It receives the void* we set from AppInit() storing our state, and a pointer to the SDL_Event we need to react to. It should also return an SDL_APP_RESULT:
SDL_APP_RESULT SDL_AppEvent(
void* AppState, SDL_Event* E
) {
// ...
return SDL_APP_CONTINUE;
}Our job is simply to process that single event. We'll check if it's a quit event and update IsRunning accordingly. For all other events, we'll forward them to our World.
Note that SDL_AppEvent() receives the event as a pointer, whilst GameWorld expected the event to be delivered as a reference. We could update GameWorld to match this signature, or just convert the pointer to a reference using the * operator when forwarding it:
src/main.cpp
// ...
SDL_APP_RESULT SDL_AppEvent(
void* AppState, SDL_Event* E
) {
GameState* State{
static_cast<GameState*>(AppState)
};
if (E->type == SDL_EVENT_QUIT) {
return SDL_APP_SUCCESS;
} else {
State->GameWorld.HandleEvent(*E);
}
return SDL_APP_CONTINUE;
}
// ...The Main Loop - SDL_AppIterate()
This is the heart of our application. SDL will call this function repeatedly in a loop. It's where we'll put our update and rendering logic. It receives the void* we set from AppInit() storing our latest state, and should also return an SDL_APP_RESULT:
SDL_AppResult SDL_AppIterate(void* AppState) {
// ...
return SDL_APP_CONTINUE;
}We'll start by casting the void* back to a GameState* so we can access our objects. Then, we'll perform the same logic as our old while loop: calculate the time delta, tick the world, render, and update the window:
src/main.cpp
// ...
SDL_AppResult SDL_AppIterate(void* AppState) {
GameState* State{
static_cast<GameState*>(AppState)
};
Uint64 ThisFrame{SDL_GetTicks()};
Uint64 TimeDelta{
ThisFrame - State->PreviousFrame
};
State->PreviousFrame = ThisFrame;
State->GameWorld.Tick(TimeDelta / 1000.0f);
State->GameWindow.Render();
State->GameWorld.Render(
State->GameWindow.GetSurface()
);
State->GameWindow.Update();
return SDL_APP_CONTINUE;
}
// ...Cleanup - SDL_AppQuit()
This is the final callback, executed once the application loop has finished. It's where we clean up all the resources we allocated in AppInit(), and perform any other shutdown logic we need.

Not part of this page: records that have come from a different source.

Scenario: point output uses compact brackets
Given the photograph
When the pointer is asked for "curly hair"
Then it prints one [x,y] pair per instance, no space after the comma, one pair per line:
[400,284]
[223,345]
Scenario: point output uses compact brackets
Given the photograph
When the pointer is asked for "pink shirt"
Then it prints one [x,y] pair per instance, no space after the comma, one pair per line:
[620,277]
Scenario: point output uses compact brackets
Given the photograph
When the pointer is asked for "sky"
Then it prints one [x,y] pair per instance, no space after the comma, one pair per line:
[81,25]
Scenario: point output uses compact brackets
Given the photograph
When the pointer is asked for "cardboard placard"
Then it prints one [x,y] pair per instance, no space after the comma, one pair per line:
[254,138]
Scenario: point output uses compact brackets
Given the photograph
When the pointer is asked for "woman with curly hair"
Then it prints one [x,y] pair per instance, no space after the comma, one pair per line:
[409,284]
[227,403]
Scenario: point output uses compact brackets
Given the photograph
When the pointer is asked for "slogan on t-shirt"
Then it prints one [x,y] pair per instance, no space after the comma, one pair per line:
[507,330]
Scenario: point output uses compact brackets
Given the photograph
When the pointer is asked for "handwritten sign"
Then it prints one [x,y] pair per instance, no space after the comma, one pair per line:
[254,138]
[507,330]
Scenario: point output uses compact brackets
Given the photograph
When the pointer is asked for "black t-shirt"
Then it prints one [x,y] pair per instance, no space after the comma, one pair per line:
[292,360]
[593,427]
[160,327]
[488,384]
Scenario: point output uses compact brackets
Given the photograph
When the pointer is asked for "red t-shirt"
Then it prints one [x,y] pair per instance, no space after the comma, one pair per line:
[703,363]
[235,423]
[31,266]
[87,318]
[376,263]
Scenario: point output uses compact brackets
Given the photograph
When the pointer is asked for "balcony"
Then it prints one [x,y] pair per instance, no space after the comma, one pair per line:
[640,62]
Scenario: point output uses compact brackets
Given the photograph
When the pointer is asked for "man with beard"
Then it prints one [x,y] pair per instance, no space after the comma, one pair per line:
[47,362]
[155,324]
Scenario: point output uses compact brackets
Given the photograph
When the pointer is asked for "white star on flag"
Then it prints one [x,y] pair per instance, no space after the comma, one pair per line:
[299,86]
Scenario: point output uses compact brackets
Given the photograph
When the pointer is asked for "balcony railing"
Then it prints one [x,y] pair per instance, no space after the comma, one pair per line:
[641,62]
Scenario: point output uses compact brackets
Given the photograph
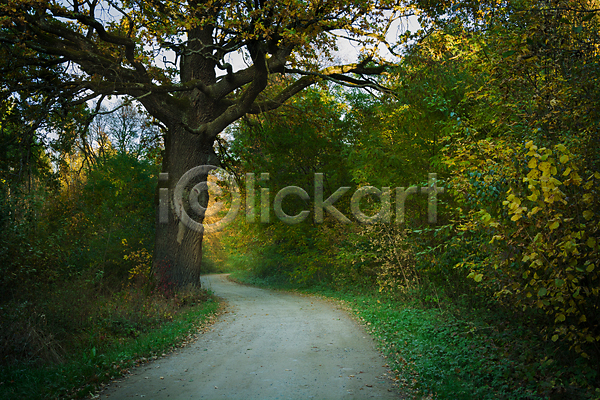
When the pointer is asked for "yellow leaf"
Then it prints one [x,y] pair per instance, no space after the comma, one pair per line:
[590,268]
[544,166]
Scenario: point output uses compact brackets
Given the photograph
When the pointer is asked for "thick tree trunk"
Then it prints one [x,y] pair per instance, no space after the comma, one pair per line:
[178,246]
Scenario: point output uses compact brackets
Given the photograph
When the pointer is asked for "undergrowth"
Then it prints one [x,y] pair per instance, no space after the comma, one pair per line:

We're also provided with the SDL_AppResult that got us here if we need to implement different logic based on why we're quitting (SDL_APP_SUCCESS vs SDL_APP_FAILURE)
src/main.cpp
// ...
void SDL_AppQuit(
void* AppState, SDL_AppResult Result
) {
delete AppState;
}SDL automatically calls SDL_Quit() when we're using the callback pattern, so we no longer need it, although it's safe to add if we want.
Complete Code
When we're using SDL_MAIN_USE_CALLBACKS, we should delete our old main() function to avoid any linker errors.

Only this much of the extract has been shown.